Im Frühjahr wurde dann fleißig gestengelt (könnte stundenlag zusehen), seht fleißig.
Irgendwie haben die kleinen es auch durch die Kiesschicht und an der Pumpe vorbei in den 2 Filterteich geschafft, war nicht geplant aber ist auch nicht schlimm.
So einige andere sind dann auch durch die Schläuche zurück zu den Bodenabläufen in den Schwimmteich.
Na ja, begeistert war meine Frau nicht aber jetzt wird halt mit Fischen um die Wette geschwommen.

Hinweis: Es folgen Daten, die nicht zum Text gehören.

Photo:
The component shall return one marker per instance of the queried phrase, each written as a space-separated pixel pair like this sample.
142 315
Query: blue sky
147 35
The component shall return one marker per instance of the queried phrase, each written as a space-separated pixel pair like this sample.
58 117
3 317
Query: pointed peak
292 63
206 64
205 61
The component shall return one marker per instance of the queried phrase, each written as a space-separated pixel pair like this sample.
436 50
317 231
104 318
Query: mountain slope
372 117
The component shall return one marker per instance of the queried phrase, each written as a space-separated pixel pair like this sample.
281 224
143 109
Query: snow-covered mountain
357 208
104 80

Aber wie sieht es aus mit der Menga an Moderlieschen, in allen Teichen zusammen sind es zur Zeit mehrere 100 würde ich schätzen.
Sollte man den Nachwuch begrenzen ? (1 oder 2 __ Barsche )
Stellt sich das von alleine ein oder belastet es den Teich später ?
Im Schwimmteich sind ca 50 Stück und sie wachsen auch gut aber finden sie hier auf dauer genug Futter oder solllte ich sie rausfangen wenn es geht und in den Filterteich setzen?
Wobei fangen, die lachen sich kaputt wenn ich mit den Netz komme und schalten einen Gang höher.


----------



## Tottoabs (4. Juli 2018)

Gehe einfach von jetzt 150 Stück aus....das lässt sich einfacher rechnen. 
Anfang diesen Jahres 15  jetzt 150 also haben die sich verzehnfacht.
Somit nächstes Jahr ca. 1500, übernächstes Jahr, wenn ich mir deine Teichfläche so anschaue 15.000 Stück....schätze dann wird es noch mal 150.000 werden in drei Jahren  und dann finden die vielleicht irgendwann kein Futter mehr und keine Algen zu knabbern....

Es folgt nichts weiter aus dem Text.